My home, spiritual and otherwise has changed often in my life. Up until a few years ago, as most of you know, I lived in California. In Los Angeles, public pools don’t have lifeguards—[they] have life coaches. If they see you struggling in the water, they say, “Are you happy with the decisions you’re making?” and give you a pamphlet for a yoga studio.
The Buddhist Teacher Tara Brach tells the story of another Buddhist teacher in California, renowned for his wisdom and practice, who suddenly found himself forgetting things, where he was, what he was doing, even who he was. Early dementia. The first time this became serious for him was at a retreat he was leading. He arrived late, because he had forgotten how to get there. Once there he found over a hundred of his students sitting on cushions expectantly waiting for him to impart his wisdom, he climbed up on the dais, sat down and his mind went totally blank. He was panicking, his hands were sweating and everyone was staring at him. And then he did the only thing he could think of. He put his hands together, bowed his head slightly and with eyes closed started naming what he was feeling, “scared, anxious, confused, embarrassed” and as he named these feelings he began to relax and his memory started to return “calmer, teacher, students, dharma, here, now”. Finally, he was centered enough to open his eyes and continue his teaching. As he spoke, he noticed that almost all his students had been crying. (From Radical Acceptance by Tara Brach)
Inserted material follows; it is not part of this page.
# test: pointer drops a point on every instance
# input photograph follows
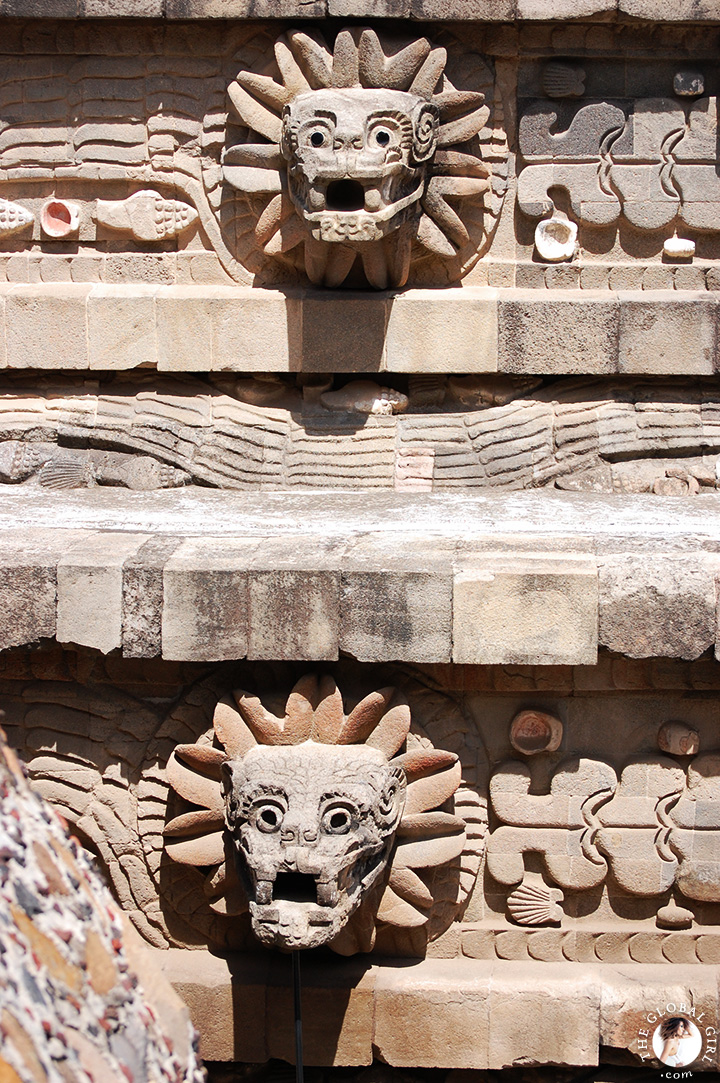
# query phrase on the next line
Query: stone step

The teacher’s willingness to welcome what he was feeling both negatively and positively allowed him to be at home in his own body in the midst of great fear. Many of his students said that they had never experienced the teaching of mindfulness as fully as that before. Buddhist training is ultimately about welcoming yourself to what is home for you. And in welcoming the fearful and painful into your home, they cease to have power over you.
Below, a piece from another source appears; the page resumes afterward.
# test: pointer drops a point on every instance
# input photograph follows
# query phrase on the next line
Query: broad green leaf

It is my hope that we will live into our own selves individually and collectively this year. To learn to name and accept that which has wounded us and in that naming to imagine a better life, a better congregation. To welcome the stranger into our midst, whether someone new or that which we would rather not face in our own lives. This is the calling home I think really matters to us here today. In the words of G.K. Chesterton: To love means loving the unlovable. To forgive means pardoning the unpardonable. Faith means believing the unbelievable. Hope means hoping when everything seems hopeless.
I would hazard a guess and say that most of us want our hearts to feel at home more than even our comforts. By journeying in and journey out, we journey, towards a vague but compelling sense of wholeness with ourselves. Christians call this atonement at one ment with God/Spirit/All that which permeates all life. The vital truth is that going home is not about where you end up so much as that you get there.
It is good to be back together again.